Additionally, with regards to other protected classes, it’s usually clear who are the oppressed or discriminated-against: racial minorities, women, and so on – and who have the power and influence (for the sake of argument, let’s call them white, straight, Christian, able-bodied men) When it comes to age, however, it’s different.  Age discrimination laws are generally meant to protect the elderly from exclusion or discrimination, and yet it’s also older people (or more precisely, a segment of them) who wield the most power in society.

The contradiction isn’t that hard to resolve: if you’re otherwise privileged (by being wealthy, as well as white, male, etc.), that privilege tends to grow with age as you’re able to amass influence and build connections that you can leverage to enforce your will on society.  If you start out at a disadvantage (and yes, even straight white men can be disadvantaged economically and otherwise), you’re probably going to have a rough time as you get older.  Age cuts across other social identities and the combinations to create a constellation of power arrangements; in other words, intersectionality is real, y’all.

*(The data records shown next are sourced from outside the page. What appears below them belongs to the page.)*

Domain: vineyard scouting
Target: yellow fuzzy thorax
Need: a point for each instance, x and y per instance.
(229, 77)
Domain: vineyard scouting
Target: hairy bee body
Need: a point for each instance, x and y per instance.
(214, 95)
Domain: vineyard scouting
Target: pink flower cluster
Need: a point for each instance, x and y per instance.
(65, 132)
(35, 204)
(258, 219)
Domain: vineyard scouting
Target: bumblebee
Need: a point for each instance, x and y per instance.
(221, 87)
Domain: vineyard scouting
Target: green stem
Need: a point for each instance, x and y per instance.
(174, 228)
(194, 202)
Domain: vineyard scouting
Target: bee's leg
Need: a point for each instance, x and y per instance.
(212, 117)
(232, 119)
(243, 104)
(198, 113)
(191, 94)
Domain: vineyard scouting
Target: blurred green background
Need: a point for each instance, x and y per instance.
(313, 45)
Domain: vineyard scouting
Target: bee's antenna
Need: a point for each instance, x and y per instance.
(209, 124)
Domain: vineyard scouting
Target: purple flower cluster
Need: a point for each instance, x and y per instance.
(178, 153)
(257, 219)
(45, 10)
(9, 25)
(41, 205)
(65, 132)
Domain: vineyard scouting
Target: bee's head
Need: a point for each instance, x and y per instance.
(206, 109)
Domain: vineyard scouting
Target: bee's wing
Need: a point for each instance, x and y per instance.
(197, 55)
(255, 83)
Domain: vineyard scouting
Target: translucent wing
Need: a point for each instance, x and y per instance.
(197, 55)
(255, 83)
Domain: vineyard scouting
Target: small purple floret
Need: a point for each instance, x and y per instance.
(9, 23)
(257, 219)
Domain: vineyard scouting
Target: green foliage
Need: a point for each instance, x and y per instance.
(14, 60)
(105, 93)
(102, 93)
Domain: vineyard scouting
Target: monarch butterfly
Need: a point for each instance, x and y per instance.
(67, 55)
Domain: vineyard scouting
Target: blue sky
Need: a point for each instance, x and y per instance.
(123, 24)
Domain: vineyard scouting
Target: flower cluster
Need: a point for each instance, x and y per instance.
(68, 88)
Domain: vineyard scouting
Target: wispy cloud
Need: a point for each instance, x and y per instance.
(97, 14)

Meanwhile, the young, and even the under-18 year olds, are becoming increasingly politically active.  This last group is significant because these are individuals who, for obvious developmental and legal reasons, are extremely limited in their formal political powers.  And yet, they find themselves mobilizing as they face a host of issues that disproportionately affect them.  In the US, a group of brave survivors of mass violence like the Parkland school shooting and endemic violence like that in Chicago and other cities have taken the lead in advocating for gun control reform.  In the UK, the results of Brexit, which will have a long-term impact on current youth who are generally very positive about the European Union, is motivating a call to lower the voting age (had 16 and 17 year olds been able to vote, the UK might still have been part of the EU next year). And young people around the world, like Greta Thunberg, are increasingly concerned about climate change, aware that the pollution of their parents and grandparents will leave them with a planet that is literally less inhabitable than it was a generation or two ago.

These different age-based constituencies are starting to coalesce, not just around individual issues, but around the labels that have been placed on their generations: Baby Boomers, Millennials, Generations X through Z (I’m really hoping we start going for symbols – I nominate Generation@ as the next group).  And so we get to “Ok Boomer” which has elicited outrage from some Baby Boomers and amused curiosity from the general public. (Oh, and if we’re playing the “xxxx” is the n-word of XXXX “ game, then boomer, while dismissive, is not “the n-word of ageism”; “boomer” is the n-word of terms that are not at all like the n-word; let’s keep some perspective).

Nevertheless, “Boomers vs. Millennials” is shaping up as a recognized divide in competition for political power, policies, jobs, name-calling and mutually-dismissive attitudes towards one another. Age-based political divides are unlikely to supersede the many other divisions we already have (racism and sexism, religious differences and homophobia are pretty far ahead of ageism in the oppression marathon), but the explicit political activation of age-based groups shows how our political understandings are becoming increasingly complex and explicitly identity-based.